State seal - Maine Secretary of State

HomeRulemaking → I Am Looking For Information About Rulemaking

I Am Looking for Information About Rulemaking

What is a rule?

The statutory definition (5 MRS sec. 8002 sub-sec. 9) is important because it triggers the application of the rulemaking procedures as described below. There are two parts to the definition of "rule." The first describes a "rule" in broadly inclusive terms:

"...the whole or any part of every regulation, standard, code, statement of policy, or other agency statement of general applicability, including the amendment, suspension or repeal of any prior rule, that is or is intended to be judicially enforceable and implements, interprets or makes specific the law administered by the agency, or describes the procedures or practices of the agency."

What an agency calls its pronouncements is not significant. It is the impact, not the terminology, which determines the existence of a rule. If the statement:

  1. applies generally to persons outside the agency;
  2. is intended to have the same legal force as a statute, so that compliance could be compelled; and
  3. implements the law administered by the agency or describes its procedures,

then it is a rule.

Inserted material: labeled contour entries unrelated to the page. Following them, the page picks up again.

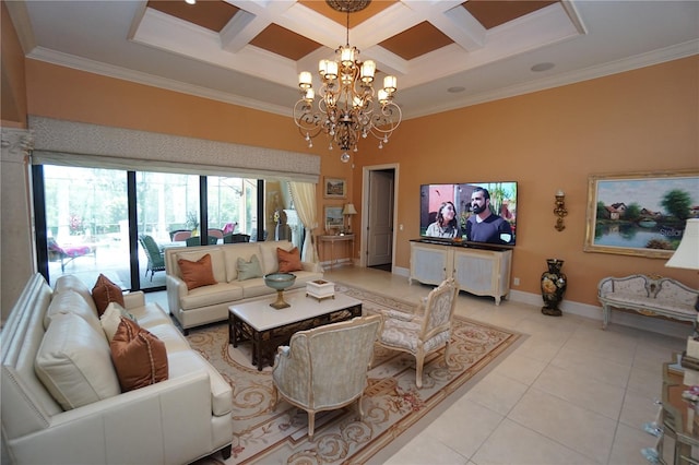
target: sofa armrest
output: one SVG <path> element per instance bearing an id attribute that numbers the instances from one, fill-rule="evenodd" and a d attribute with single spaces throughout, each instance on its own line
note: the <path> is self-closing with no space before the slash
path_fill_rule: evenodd
<path id="1" fill-rule="evenodd" d="M 134 290 L 132 293 L 123 294 L 123 307 L 127 310 L 143 306 L 145 306 L 145 295 L 142 290 Z"/>
<path id="2" fill-rule="evenodd" d="M 211 448 L 211 412 L 201 368 L 55 415 L 9 445 L 17 463 L 188 463 Z M 66 446 L 76 437 L 85 446 Z"/>
<path id="3" fill-rule="evenodd" d="M 168 274 L 165 275 L 165 286 L 167 288 L 167 307 L 171 314 L 177 314 L 181 308 L 180 300 L 189 294 L 187 284 L 179 277 Z"/>

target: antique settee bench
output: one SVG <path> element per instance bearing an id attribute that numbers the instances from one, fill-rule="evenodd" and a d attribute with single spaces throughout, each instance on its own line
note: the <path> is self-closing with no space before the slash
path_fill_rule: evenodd
<path id="1" fill-rule="evenodd" d="M 660 276 L 635 274 L 605 277 L 597 285 L 602 303 L 602 327 L 609 323 L 612 308 L 633 310 L 644 315 L 661 315 L 679 321 L 697 321 L 699 290 Z"/>

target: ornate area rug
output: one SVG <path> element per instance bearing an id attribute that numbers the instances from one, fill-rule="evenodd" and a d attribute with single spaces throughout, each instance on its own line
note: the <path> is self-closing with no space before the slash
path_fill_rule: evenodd
<path id="1" fill-rule="evenodd" d="M 362 300 L 365 314 L 388 309 L 413 312 L 416 308 L 343 284 L 336 284 L 335 291 Z M 308 439 L 305 410 L 283 401 L 272 410 L 271 367 L 258 371 L 250 363 L 249 343 L 233 348 L 227 323 L 190 330 L 187 338 L 233 386 L 233 456 L 225 461 L 232 465 L 365 463 L 440 403 L 459 398 L 462 393 L 450 396 L 518 337 L 510 331 L 454 317 L 450 363 L 445 363 L 443 349 L 428 356 L 422 389 L 415 385 L 414 357 L 377 346 L 363 400 L 364 419 L 359 420 L 356 403 L 317 414 L 312 440 Z M 337 375 L 342 377 L 342 367 L 337 367 Z M 220 461 L 221 455 L 215 454 L 198 465 Z"/>

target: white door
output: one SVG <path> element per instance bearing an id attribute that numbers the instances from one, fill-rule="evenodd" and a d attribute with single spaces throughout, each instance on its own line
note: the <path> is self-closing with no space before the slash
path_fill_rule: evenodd
<path id="1" fill-rule="evenodd" d="M 393 183 L 395 171 L 369 172 L 367 266 L 393 263 Z"/>

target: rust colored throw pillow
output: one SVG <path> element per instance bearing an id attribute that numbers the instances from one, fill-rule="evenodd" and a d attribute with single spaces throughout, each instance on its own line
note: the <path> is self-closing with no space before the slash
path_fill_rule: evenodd
<path id="1" fill-rule="evenodd" d="M 102 317 L 110 302 L 117 302 L 123 307 L 123 291 L 102 273 L 97 277 L 95 287 L 92 288 L 92 299 L 97 307 L 97 317 Z"/>
<path id="2" fill-rule="evenodd" d="M 182 281 L 187 284 L 187 289 L 196 289 L 210 284 L 216 284 L 214 271 L 211 267 L 211 255 L 206 253 L 196 262 L 179 259 L 177 261 L 179 271 L 182 273 Z"/>
<path id="3" fill-rule="evenodd" d="M 288 273 L 303 270 L 301 254 L 298 247 L 293 248 L 288 252 L 284 249 L 276 248 L 276 259 L 280 262 L 280 273 Z"/>
<path id="4" fill-rule="evenodd" d="M 165 343 L 138 323 L 122 317 L 109 347 L 121 392 L 167 380 Z"/>

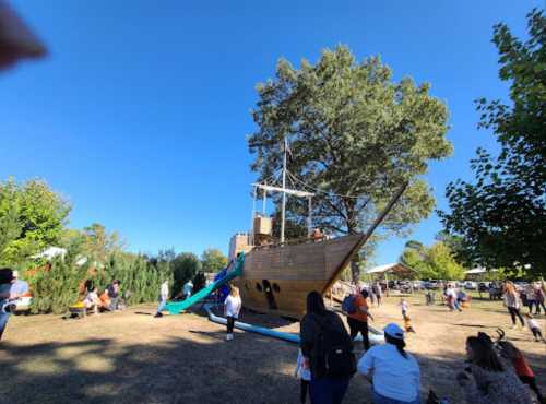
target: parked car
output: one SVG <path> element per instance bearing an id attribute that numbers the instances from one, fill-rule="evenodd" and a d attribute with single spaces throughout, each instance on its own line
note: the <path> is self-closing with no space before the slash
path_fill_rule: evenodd
<path id="1" fill-rule="evenodd" d="M 489 290 L 489 285 L 490 285 L 489 282 L 480 282 L 478 284 L 478 292 L 482 292 L 482 293 L 488 292 Z"/>
<path id="2" fill-rule="evenodd" d="M 477 289 L 477 283 L 476 282 L 472 282 L 472 281 L 466 281 L 464 283 L 464 288 L 466 290 L 476 290 Z"/>

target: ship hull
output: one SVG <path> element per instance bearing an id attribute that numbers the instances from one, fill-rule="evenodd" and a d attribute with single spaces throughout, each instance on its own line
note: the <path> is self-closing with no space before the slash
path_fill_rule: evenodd
<path id="1" fill-rule="evenodd" d="M 363 235 L 254 249 L 235 282 L 245 307 L 301 318 L 309 292 L 323 294 L 358 252 Z"/>

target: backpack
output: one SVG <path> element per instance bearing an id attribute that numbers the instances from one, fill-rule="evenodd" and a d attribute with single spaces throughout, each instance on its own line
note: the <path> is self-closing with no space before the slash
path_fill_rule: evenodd
<path id="1" fill-rule="evenodd" d="M 336 314 L 332 314 L 336 316 Z M 331 378 L 349 378 L 356 373 L 356 358 L 353 353 L 353 341 L 340 321 L 327 316 L 316 317 L 320 325 L 318 341 L 318 368 Z"/>
<path id="2" fill-rule="evenodd" d="M 354 314 L 356 313 L 356 296 L 348 295 L 343 299 L 342 310 L 344 313 Z"/>

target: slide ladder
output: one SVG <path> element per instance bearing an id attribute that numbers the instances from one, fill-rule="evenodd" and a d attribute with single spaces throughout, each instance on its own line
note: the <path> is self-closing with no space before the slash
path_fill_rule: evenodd
<path id="1" fill-rule="evenodd" d="M 222 285 L 232 281 L 233 278 L 240 276 L 242 274 L 242 266 L 245 265 L 245 254 L 240 254 L 237 259 L 237 263 L 235 264 L 235 269 L 228 271 L 226 275 L 217 281 L 214 281 L 209 286 L 203 287 L 201 290 L 195 293 L 193 296 L 182 300 L 182 301 L 169 301 L 167 306 L 165 306 L 165 310 L 167 310 L 170 314 L 179 314 L 182 310 L 188 309 L 193 306 L 198 301 L 204 299 L 211 293 L 219 288 Z"/>

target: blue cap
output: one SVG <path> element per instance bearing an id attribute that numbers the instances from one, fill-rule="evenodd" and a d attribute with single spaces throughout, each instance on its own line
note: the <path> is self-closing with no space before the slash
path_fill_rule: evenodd
<path id="1" fill-rule="evenodd" d="M 393 338 L 404 340 L 404 330 L 399 324 L 391 322 L 383 329 L 384 333 Z"/>

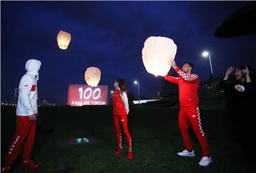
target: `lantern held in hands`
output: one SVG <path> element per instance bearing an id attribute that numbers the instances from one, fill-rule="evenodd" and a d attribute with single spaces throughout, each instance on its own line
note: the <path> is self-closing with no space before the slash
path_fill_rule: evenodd
<path id="1" fill-rule="evenodd" d="M 165 37 L 148 38 L 142 49 L 143 64 L 149 73 L 165 76 L 170 70 L 169 60 L 174 59 L 177 46 L 173 40 Z"/>
<path id="2" fill-rule="evenodd" d="M 85 73 L 85 79 L 91 86 L 97 86 L 100 82 L 101 72 L 100 69 L 94 67 L 89 67 Z"/>
<path id="3" fill-rule="evenodd" d="M 60 49 L 66 50 L 71 40 L 69 33 L 60 30 L 57 35 L 57 42 Z"/>

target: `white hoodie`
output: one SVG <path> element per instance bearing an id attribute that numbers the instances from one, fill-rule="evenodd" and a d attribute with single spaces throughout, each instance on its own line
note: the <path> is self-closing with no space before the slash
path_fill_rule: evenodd
<path id="1" fill-rule="evenodd" d="M 22 77 L 18 86 L 17 116 L 28 116 L 38 113 L 37 81 L 41 65 L 39 60 L 34 59 L 31 59 L 26 63 L 27 72 Z"/>

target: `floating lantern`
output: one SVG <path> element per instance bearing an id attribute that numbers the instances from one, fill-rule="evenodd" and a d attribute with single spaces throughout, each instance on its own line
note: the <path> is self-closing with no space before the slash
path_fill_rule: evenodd
<path id="1" fill-rule="evenodd" d="M 94 67 L 89 67 L 85 73 L 85 79 L 91 86 L 97 86 L 100 82 L 101 72 L 100 69 Z"/>
<path id="2" fill-rule="evenodd" d="M 60 49 L 66 50 L 71 40 L 69 33 L 60 30 L 57 35 L 57 42 Z"/>
<path id="3" fill-rule="evenodd" d="M 143 64 L 149 73 L 165 76 L 170 70 L 169 60 L 174 59 L 177 46 L 173 40 L 165 37 L 149 37 L 142 49 Z"/>

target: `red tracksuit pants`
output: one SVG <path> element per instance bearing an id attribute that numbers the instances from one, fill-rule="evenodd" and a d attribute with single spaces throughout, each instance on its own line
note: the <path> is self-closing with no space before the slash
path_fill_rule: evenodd
<path id="1" fill-rule="evenodd" d="M 36 121 L 31 121 L 28 116 L 17 116 L 15 134 L 8 150 L 5 165 L 11 165 L 14 162 L 23 143 L 24 145 L 22 160 L 29 160 L 35 135 Z"/>
<path id="2" fill-rule="evenodd" d="M 127 116 L 114 116 L 114 124 L 116 130 L 116 136 L 118 145 L 122 145 L 122 134 L 120 125 L 122 124 L 123 132 L 125 135 L 128 147 L 132 147 L 132 138 L 128 130 Z"/>
<path id="3" fill-rule="evenodd" d="M 186 149 L 188 152 L 193 150 L 189 139 L 188 128 L 191 125 L 199 144 L 203 150 L 203 156 L 210 157 L 209 145 L 206 135 L 203 130 L 198 107 L 181 107 L 178 114 L 178 125 Z"/>

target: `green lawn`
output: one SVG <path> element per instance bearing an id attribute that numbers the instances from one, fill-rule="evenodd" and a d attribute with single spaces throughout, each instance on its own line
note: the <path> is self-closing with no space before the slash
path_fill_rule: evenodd
<path id="1" fill-rule="evenodd" d="M 227 137 L 225 109 L 202 109 L 203 126 L 208 135 L 213 163 L 201 167 L 201 149 L 191 132 L 196 157 L 182 158 L 183 150 L 177 115 L 170 108 L 132 107 L 129 116 L 134 159 L 121 155 L 117 147 L 111 106 L 41 108 L 33 158 L 41 164 L 36 170 L 19 167 L 13 172 L 252 172 L 238 144 Z M 14 131 L 15 108 L 1 108 L 1 162 Z M 44 130 L 52 129 L 51 132 Z M 70 144 L 70 139 L 87 138 L 89 143 Z"/>

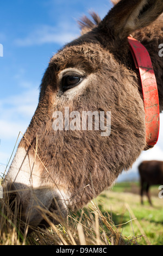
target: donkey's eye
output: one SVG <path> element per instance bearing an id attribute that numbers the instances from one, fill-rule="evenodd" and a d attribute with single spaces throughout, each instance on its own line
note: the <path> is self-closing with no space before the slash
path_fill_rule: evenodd
<path id="1" fill-rule="evenodd" d="M 63 77 L 62 86 L 63 91 L 65 92 L 77 86 L 82 81 L 82 78 L 78 76 L 66 76 Z"/>

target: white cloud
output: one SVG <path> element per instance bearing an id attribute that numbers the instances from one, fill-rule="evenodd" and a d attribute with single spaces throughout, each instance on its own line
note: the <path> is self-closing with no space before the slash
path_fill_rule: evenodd
<path id="1" fill-rule="evenodd" d="M 71 25 L 67 26 L 65 23 L 61 23 L 56 27 L 47 25 L 40 26 L 26 38 L 16 39 L 15 43 L 18 46 L 29 46 L 48 43 L 63 45 L 79 35 L 79 33 L 78 34 L 76 27 L 73 27 L 72 29 Z"/>

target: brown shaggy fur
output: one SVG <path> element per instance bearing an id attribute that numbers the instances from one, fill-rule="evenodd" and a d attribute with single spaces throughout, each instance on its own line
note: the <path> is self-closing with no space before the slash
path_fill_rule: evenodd
<path id="1" fill-rule="evenodd" d="M 162 11 L 161 0 L 121 0 L 101 21 L 94 13 L 94 22 L 83 19 L 81 36 L 50 61 L 41 84 L 38 107 L 24 136 L 35 148 L 37 137 L 37 153 L 48 170 L 38 170 L 40 186 L 55 190 L 57 185 L 68 191 L 70 209 L 83 206 L 111 186 L 146 147 L 141 88 L 127 36 L 133 33 L 150 53 L 162 110 L 163 62 L 158 46 L 163 42 L 163 20 L 155 21 Z M 87 80 L 86 86 L 73 97 L 62 92 L 59 80 L 61 71 L 69 68 L 82 70 Z M 65 106 L 70 112 L 80 113 L 111 111 L 111 135 L 102 137 L 101 131 L 54 131 L 53 113 L 64 113 Z M 34 156 L 24 138 L 21 147 Z"/>

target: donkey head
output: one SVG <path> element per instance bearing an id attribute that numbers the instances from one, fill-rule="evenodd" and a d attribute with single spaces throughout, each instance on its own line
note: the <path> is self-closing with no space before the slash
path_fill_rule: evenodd
<path id="1" fill-rule="evenodd" d="M 145 148 L 144 106 L 127 36 L 162 11 L 162 0 L 122 0 L 102 21 L 94 15 L 96 26 L 80 22 L 82 36 L 51 58 L 4 182 L 30 224 L 42 222 L 41 207 L 63 216 L 82 207 Z"/>

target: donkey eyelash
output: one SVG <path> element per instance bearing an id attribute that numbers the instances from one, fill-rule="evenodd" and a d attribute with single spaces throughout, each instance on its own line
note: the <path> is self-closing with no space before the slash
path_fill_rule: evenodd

Since amendment, suspension or repeal of a rule may have as important an effect as the adoption of a new rule, these actions are also "rules" in the sense that the full provisions of the A.P.A. law apply.

The second part of the statutory definition is a series of exclusions designed to clarify the broader concept. The term "rule" does not include:

  1. Policies or memoranda concerning only the internal management of an agency and not judicially enforceable;
  2. Advisory rulings issued under sub-chapter III of the A.P.A. law;
  3. Decisions issued in adjudicatory proceedings; or
  4. Any form, instruction or explanatory statement of policy which is not judicially enforceable, intended solely as advice to persons in determining, exercising or complying with their rights, duties, or privileges.

Consult a staff attorney or the Office of the Attorney General in cases where the status of agency statements is uncertain.